И вот дорогой столбовой

Летят, склонившись над лукой,

Два всадника лихим полётом.

Скачут два молодых всадника к балерине, танцорке, — в неё влюблён гусар Монго; да и служебная скука заела — душа жаждет сумасбродств, развлечений, жизни; а коль есть хоть несколько часов до утра, до ученья — то решено: на коней!..

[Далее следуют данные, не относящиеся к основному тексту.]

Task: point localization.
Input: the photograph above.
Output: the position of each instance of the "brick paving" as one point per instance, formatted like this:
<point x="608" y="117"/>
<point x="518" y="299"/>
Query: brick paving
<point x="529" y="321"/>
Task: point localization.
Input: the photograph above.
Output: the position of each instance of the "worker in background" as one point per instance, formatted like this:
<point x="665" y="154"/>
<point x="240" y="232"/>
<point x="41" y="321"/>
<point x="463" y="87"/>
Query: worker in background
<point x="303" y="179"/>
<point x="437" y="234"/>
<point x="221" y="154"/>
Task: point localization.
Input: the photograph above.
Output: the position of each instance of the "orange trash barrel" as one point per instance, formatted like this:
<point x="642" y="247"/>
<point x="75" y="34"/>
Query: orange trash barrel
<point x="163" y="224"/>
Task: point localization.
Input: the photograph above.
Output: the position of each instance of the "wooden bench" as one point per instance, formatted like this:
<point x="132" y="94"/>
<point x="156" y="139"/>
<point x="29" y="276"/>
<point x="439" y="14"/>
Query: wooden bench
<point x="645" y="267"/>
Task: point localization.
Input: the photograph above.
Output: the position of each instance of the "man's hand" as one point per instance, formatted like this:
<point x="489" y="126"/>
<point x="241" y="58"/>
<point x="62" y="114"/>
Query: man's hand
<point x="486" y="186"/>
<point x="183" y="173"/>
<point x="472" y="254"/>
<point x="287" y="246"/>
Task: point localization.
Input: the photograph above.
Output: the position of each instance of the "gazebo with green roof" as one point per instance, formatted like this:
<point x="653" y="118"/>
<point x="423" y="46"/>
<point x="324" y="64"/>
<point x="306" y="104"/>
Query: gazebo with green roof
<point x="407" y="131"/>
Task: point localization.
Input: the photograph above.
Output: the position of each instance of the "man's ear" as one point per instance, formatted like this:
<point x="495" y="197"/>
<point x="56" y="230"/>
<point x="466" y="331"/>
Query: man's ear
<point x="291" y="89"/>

Поэмка непосредственна, искрится шуткой, жива по слогу, — и занимательна прежде всего той самоиронией, с которою Лермонтов рассматривает себя в образе разбитного гусара Майошки, каким он являлся в кругу юнкеров и ровесников-однополчан.

Недавно ещё он с любовным торжеством описывал в письме бабушке своих лошадей-башкирок — и в поэме «Монго» мы видим его на той же лошадке:

Храпя, мотает длинной гривой

Под ним саврасый скакунок,

Степей башкирских сын счастливый…

Поэма и написана в сентябре 1836 года, что называется по горячим следам, вслед за тем ночным приключением Майошки и Монго, как называли его друга и родственника Алексея Столыпина.

Но прежде нужно вам, читатель,

Героев показать портрет:

Монго — повеса и корнет,

Актрис коварных обожатель,

Был молод сердцем и душой,

Беспечно женским ласкам верил

И на аршин предлинный свой

Людскую честь и совесть мерил.

Породы английской он был —

Флегматик с бурыми усами,

Собак и портер он любил,

Не занимался он чинами,

Ходил немытый целый день,

Носил фуражку набекрень;

Имел он гадкую посадку:

Неловко гнулся наперёд

И не тянул ноги он в пятку,

Как должен каждый патриот.

Но если, милый, вы езжали

Смотреть российский наш балет,

То, верно, в креслах замечали

Его внимательный лорнет…

А потом поэт набрасывает свой собственный портрет, вернее, облик того гуляки, каким виделся глазами приятелей гусар Майошка: потаённый внутренний мир самого Лермонтова едва проглядывается под внешней легкомысленной оболочкой:

Маёшка был таких же правил:

Он лень в закон себе поставил,

Домой с дежурства уезжал,

Хотя и дома был без дела;

Порою рассуждал он смело,

Но чаще он не рассуждал.

Разгульной жизни отпечаток

Иные замечали в нём;

Печалей будущих задаток

Хранил он в сердце молодом;

Его покоя не смущало,

Что не касалось до него;

Насмешек гибельное жало

Броню железную встречало

Над самолюбием его.

Слова он весил осторожно

И опрометчив был в делах;

Порою: трезвый — врал безбожно,

И молчалив был — на пирах.

Характер вовсе бесполезный

И для друзей и для врагов…

Увы! читатель мой любезный,

Что делать мне — он был таков!

Мимоходом очерчен летучим комическим пером и портрет танцорки молодой, — точно так же Лермонтов набрасывал на бумаге карандашом или тушью блестящие карикатуры-картинки из юнкерской и светской жизни, опережая как художник современную ему графику:

…Ей было скучно, и, зевая,

Так тихо думала она:

«Чудна судьба! о том ни слова —

На матушке моей чепец

Фасона самого дурного,

И мой отец — простой кузнец!..

А я — на шёлковом диване

Ем мармелад, пью шоколад;

На сцене — знаю уж заране —

Мне будет хлопать третий ряд.

Теперь со мной плохие шутки:

Меня сударыней зовут,

И за меня три раза в сутки

Каналью повара дерут,

Мой Pierre не слишком интересен,

Ревнив, упрям, что ни толкуй,

Не любит смеху он, ни песен,

Зато богат и глуп <…>

Теперь не то, что было в школе:

Ем за троих, порой и боле,

И за обедом пью люнель.

А в школе… Боже! вот мученье!

Днём — танцы, выправка, ученье,

А ночью — жёсткая постель.

Встаёшь, бывало, утром рано,

Бренчит уж в залах фортепьяно,

Поют все врозь, трещит в ушах;

А тут сама, поднявши ногу,

Стоишь, как аист, на часах…»

Всё приключение двух повес — полуночный чай на даче у танцорки.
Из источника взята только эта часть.